• Summary

  • load package tree

  • train the model: model <- tree(formula = ..., data = ...)
  • summary: summary(model)
  • draw the tree:
    • plot(model)
    • annotate: text(model, pretty = 0)
  • print out details: just type the model model
  • make prediction: tree.pred <- predict(tree.carseats, CarseatsNew[-train,], type = "class")
  • prune trees: prune.carseats <- prune.misclass(tree.carseats, best = 13)
  • CV: cv.carserts <- cv.tree(tree.carseats, FUN = prune.misclass)

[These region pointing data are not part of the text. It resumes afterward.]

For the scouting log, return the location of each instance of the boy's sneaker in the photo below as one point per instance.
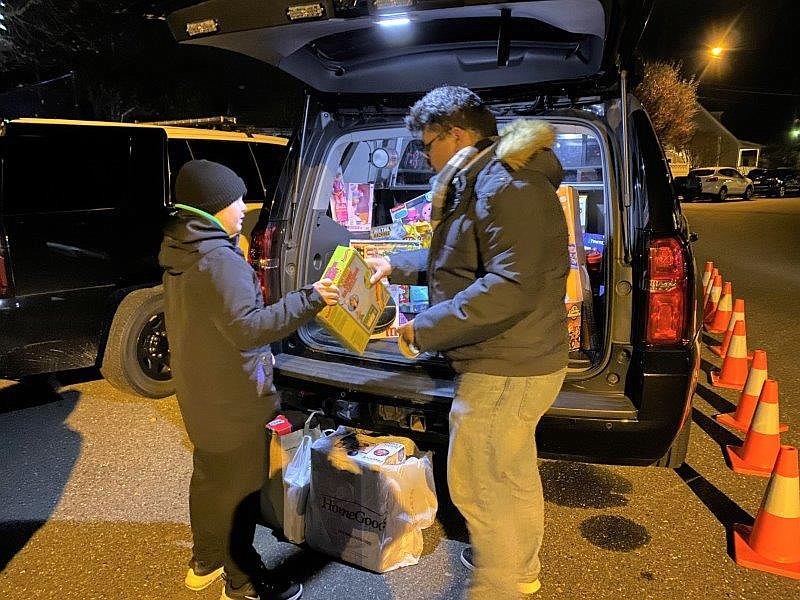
(285, 590)
(200, 576)
(466, 558)
(529, 587)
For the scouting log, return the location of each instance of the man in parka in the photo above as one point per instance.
(496, 273)
(219, 334)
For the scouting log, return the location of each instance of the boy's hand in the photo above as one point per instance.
(381, 268)
(328, 291)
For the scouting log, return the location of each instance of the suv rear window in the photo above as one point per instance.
(236, 156)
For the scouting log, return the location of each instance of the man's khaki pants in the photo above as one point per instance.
(493, 475)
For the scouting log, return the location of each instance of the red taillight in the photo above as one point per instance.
(264, 257)
(3, 273)
(667, 290)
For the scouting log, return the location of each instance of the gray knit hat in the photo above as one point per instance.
(208, 186)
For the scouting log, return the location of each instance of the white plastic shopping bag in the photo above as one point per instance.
(296, 482)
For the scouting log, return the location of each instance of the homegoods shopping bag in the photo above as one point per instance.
(370, 499)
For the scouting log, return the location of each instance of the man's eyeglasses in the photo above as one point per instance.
(426, 146)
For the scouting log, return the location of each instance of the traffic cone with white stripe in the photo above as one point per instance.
(743, 416)
(709, 285)
(724, 311)
(707, 273)
(736, 315)
(772, 544)
(763, 440)
(713, 300)
(734, 366)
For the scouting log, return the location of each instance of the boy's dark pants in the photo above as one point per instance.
(224, 506)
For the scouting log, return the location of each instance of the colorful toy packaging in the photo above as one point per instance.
(353, 319)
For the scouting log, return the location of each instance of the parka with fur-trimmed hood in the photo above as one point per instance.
(498, 262)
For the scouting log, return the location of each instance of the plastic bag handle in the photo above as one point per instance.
(307, 426)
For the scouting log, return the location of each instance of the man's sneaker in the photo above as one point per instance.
(281, 589)
(246, 591)
(200, 576)
(285, 590)
(530, 587)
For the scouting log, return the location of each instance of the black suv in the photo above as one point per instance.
(81, 209)
(778, 182)
(627, 395)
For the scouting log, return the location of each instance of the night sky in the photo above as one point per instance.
(757, 83)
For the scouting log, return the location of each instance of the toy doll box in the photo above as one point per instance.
(360, 305)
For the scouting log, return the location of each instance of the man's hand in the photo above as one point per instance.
(380, 266)
(328, 291)
(407, 340)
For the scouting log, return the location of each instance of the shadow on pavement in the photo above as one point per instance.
(726, 511)
(612, 532)
(707, 367)
(709, 340)
(40, 451)
(714, 430)
(580, 485)
(721, 404)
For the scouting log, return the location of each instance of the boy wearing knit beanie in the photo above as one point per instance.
(220, 331)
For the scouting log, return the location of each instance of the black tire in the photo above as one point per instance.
(136, 359)
(676, 455)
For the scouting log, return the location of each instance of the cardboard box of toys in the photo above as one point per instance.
(387, 247)
(353, 320)
(578, 279)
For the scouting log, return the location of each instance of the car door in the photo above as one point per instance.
(62, 185)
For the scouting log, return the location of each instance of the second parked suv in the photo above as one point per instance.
(721, 183)
(82, 204)
(626, 398)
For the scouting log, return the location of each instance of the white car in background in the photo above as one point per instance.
(719, 183)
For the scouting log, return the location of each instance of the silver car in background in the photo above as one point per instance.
(718, 183)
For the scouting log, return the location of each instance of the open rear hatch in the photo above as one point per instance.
(411, 46)
(355, 48)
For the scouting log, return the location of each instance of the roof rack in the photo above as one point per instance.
(221, 122)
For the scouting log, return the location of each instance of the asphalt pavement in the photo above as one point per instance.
(93, 503)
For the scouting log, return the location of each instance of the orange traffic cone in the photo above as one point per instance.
(772, 544)
(707, 273)
(743, 416)
(736, 315)
(713, 300)
(763, 440)
(724, 310)
(734, 365)
(709, 285)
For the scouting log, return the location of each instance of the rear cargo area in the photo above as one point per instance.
(373, 194)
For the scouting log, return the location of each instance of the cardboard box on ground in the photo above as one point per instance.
(370, 499)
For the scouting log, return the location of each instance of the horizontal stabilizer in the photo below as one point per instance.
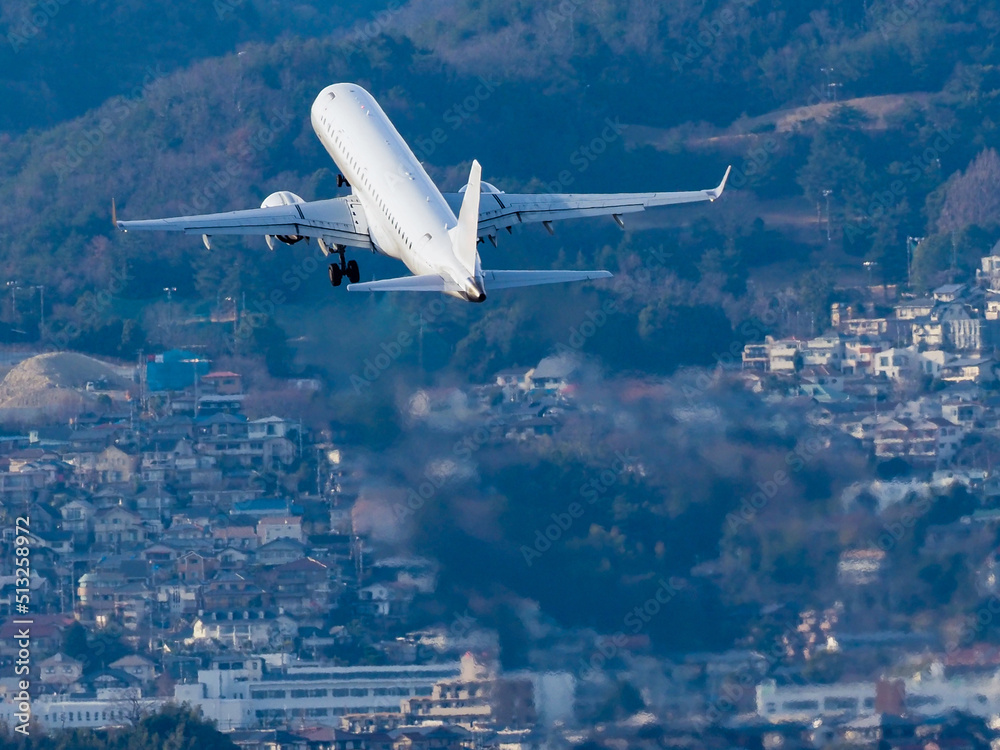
(511, 279)
(428, 283)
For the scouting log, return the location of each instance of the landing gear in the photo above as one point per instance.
(353, 272)
(349, 269)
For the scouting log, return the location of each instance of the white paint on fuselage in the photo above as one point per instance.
(407, 216)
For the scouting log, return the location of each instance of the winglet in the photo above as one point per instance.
(713, 194)
(465, 236)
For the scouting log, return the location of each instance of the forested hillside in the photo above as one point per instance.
(221, 120)
(851, 126)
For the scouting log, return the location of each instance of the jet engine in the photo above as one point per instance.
(282, 198)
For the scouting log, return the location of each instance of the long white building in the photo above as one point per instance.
(238, 696)
(934, 696)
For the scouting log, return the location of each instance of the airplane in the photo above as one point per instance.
(395, 209)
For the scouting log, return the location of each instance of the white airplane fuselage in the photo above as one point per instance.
(408, 217)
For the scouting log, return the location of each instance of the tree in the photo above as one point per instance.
(973, 197)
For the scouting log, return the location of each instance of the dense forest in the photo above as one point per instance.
(851, 126)
(219, 120)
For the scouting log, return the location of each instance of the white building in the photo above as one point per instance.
(240, 698)
(110, 707)
(935, 696)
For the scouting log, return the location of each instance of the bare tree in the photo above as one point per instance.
(973, 196)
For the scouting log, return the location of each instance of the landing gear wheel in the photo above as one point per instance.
(336, 275)
(352, 272)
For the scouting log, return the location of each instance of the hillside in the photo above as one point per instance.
(219, 130)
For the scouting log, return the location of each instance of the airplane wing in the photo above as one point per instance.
(512, 279)
(503, 210)
(337, 220)
(427, 283)
(491, 280)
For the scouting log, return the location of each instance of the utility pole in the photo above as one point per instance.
(827, 194)
(912, 243)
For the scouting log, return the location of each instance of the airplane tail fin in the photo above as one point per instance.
(465, 237)
(513, 279)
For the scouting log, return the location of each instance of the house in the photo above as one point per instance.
(155, 503)
(279, 527)
(118, 527)
(194, 567)
(137, 667)
(245, 629)
(916, 308)
(300, 587)
(234, 559)
(230, 591)
(236, 537)
(860, 567)
(896, 363)
(280, 551)
(266, 506)
(270, 427)
(78, 518)
(177, 597)
(222, 383)
(972, 369)
(949, 292)
(116, 466)
(553, 373)
(918, 439)
(96, 594)
(60, 670)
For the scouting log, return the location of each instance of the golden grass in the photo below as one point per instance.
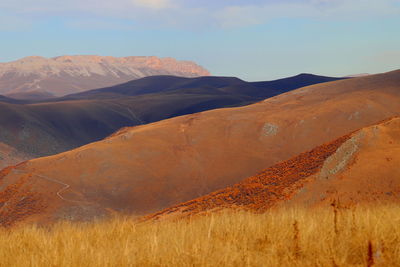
(297, 237)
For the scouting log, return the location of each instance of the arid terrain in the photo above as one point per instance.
(39, 77)
(336, 172)
(147, 168)
(48, 127)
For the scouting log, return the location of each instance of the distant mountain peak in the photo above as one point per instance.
(71, 74)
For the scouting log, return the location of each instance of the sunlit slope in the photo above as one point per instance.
(359, 168)
(147, 168)
(57, 125)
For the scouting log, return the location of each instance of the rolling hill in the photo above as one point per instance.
(357, 168)
(46, 128)
(147, 168)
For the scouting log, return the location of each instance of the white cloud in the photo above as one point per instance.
(244, 15)
(153, 4)
(192, 14)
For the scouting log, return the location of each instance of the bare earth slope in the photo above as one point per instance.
(147, 168)
(357, 168)
(61, 124)
(70, 74)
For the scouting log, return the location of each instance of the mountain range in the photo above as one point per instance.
(31, 77)
(303, 135)
(46, 127)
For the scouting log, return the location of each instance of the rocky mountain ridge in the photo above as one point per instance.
(71, 74)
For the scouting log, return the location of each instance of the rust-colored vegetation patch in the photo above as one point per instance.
(262, 191)
(18, 201)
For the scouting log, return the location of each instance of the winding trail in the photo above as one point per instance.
(65, 187)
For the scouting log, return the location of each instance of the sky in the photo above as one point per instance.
(250, 39)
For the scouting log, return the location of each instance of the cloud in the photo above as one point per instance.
(244, 15)
(153, 4)
(206, 14)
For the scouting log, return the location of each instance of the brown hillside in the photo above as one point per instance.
(147, 168)
(356, 168)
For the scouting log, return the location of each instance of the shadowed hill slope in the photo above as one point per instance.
(70, 74)
(356, 168)
(41, 129)
(203, 85)
(147, 168)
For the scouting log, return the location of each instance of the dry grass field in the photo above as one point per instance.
(296, 237)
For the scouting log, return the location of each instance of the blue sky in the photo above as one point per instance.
(253, 39)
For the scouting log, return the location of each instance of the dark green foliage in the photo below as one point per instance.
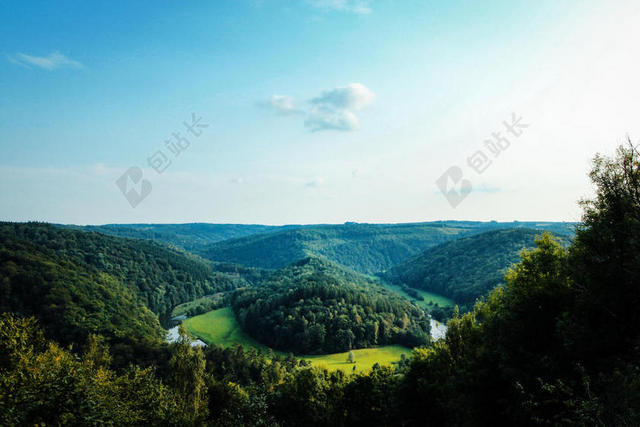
(155, 276)
(43, 384)
(467, 268)
(314, 307)
(560, 343)
(190, 237)
(366, 248)
(71, 301)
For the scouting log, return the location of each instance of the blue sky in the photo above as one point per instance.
(317, 110)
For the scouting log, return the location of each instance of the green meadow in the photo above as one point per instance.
(430, 298)
(219, 327)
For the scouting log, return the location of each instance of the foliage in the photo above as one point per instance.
(468, 268)
(190, 237)
(314, 306)
(43, 384)
(62, 276)
(366, 248)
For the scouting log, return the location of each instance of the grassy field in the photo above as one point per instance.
(205, 300)
(365, 358)
(430, 298)
(220, 327)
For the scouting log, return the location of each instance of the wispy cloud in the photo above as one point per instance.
(50, 62)
(332, 110)
(335, 109)
(281, 104)
(360, 7)
(316, 182)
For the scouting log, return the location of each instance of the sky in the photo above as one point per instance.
(311, 111)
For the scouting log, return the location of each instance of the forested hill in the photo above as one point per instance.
(191, 237)
(78, 283)
(467, 268)
(315, 306)
(367, 248)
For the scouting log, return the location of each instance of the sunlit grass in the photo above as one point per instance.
(220, 327)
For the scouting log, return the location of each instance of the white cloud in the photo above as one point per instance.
(354, 96)
(316, 182)
(360, 7)
(281, 104)
(50, 62)
(332, 110)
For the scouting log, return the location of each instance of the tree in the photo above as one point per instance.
(188, 375)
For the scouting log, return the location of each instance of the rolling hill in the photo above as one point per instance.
(190, 237)
(314, 307)
(467, 268)
(366, 248)
(78, 282)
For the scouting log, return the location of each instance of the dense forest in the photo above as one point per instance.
(468, 268)
(190, 237)
(558, 344)
(366, 248)
(314, 306)
(77, 281)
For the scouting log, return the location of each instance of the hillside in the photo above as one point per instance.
(467, 268)
(78, 283)
(314, 306)
(366, 248)
(191, 237)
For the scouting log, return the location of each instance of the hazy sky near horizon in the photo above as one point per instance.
(318, 111)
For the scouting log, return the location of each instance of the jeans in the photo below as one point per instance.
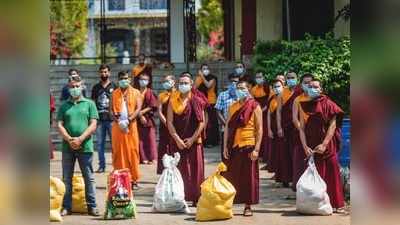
(103, 128)
(85, 163)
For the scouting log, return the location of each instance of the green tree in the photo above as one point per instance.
(68, 27)
(210, 17)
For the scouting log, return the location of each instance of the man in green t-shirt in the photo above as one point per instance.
(77, 119)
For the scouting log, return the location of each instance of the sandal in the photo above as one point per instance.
(247, 212)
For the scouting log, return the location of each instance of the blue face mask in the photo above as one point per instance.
(291, 82)
(259, 80)
(123, 83)
(241, 94)
(75, 92)
(305, 88)
(167, 85)
(313, 92)
(184, 88)
(143, 83)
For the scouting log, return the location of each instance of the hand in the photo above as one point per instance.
(308, 151)
(181, 145)
(75, 143)
(226, 153)
(270, 134)
(189, 142)
(254, 155)
(280, 132)
(320, 149)
(143, 120)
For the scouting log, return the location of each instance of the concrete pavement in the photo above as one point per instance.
(273, 208)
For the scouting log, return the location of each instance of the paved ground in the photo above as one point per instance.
(273, 208)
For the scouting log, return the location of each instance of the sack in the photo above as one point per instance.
(78, 195)
(119, 201)
(169, 193)
(311, 195)
(57, 191)
(217, 195)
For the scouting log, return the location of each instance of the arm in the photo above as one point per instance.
(307, 150)
(328, 137)
(295, 115)
(170, 117)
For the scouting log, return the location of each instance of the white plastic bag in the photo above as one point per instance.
(311, 195)
(169, 193)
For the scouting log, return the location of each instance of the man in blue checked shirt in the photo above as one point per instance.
(224, 100)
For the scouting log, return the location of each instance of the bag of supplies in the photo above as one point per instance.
(311, 195)
(217, 195)
(119, 203)
(78, 195)
(169, 195)
(57, 191)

    • you can print the CV, you will see the number of nodes, deviance and so on.
  • Question

  • For the default use of tree, what is the stop criterion, I see some of nodes have 5 data, some of them have 26 of data


In [ ]:
require(tree)
require(ISLR)

In [ ]:
require(tidyverse)

In [ ]:
summary(Carseats)

In [ ]:
ggplot(data = Carseats) +
    geom_histogram(mapping = aes(x = Sales), binwidth = 2)

In [ ]:
High <- ifelse(Carseats$Sales <= 8, "No", "Yes")

In [ ]:
CarseatsNew <- transform(Carseats, High = High)

In [ ]:
tree.carseats <- tree(data = CarseatsNew, formula =  High ~ . - Sales)

In [ ]:
summary(tree.carseats)

In [ ]:
plot(tree.carseats)
text(tree.carseats, pretty = 0)

In [ ]:
tree.carseats

Part 2: divide training and testing


In [ ]:
set.seed(1011)
train <- sample(1:nrow(Carseats), 250)
# head(train)
tree.carseats <- tree(High ~ . - Sales, CarseatsNew, subset = train)

In [ ]:
plot(tree.carseats)
text(tree.carseats, pretty = 0)

In [ ]:
tree.pred <- predict(tree.carseats, CarseatsNew[-train,], type = "class")
tree.pred

In [ ]:
with(CarseatsNew[-train,], table(tree.pred, High))

Part 3 cross validation


In [ ]:
cv.carserts <- cv.tree(tree.carseats, FUN = prune.misclass)

In [ ]:
cv.carserts

In [ ]:
plot(cv.carserts)

In [ ]:
prune.carseats <- prune.misclass(tree.carseats, best = 13)
plot(prune.carseats); text(prune.carseats)

In [ ]:
tree.pred <- predict(prune.carseats, CarseatsNew[-train,], type = "class")
with(CarseatsNew[-train,], table(tree.pred, High))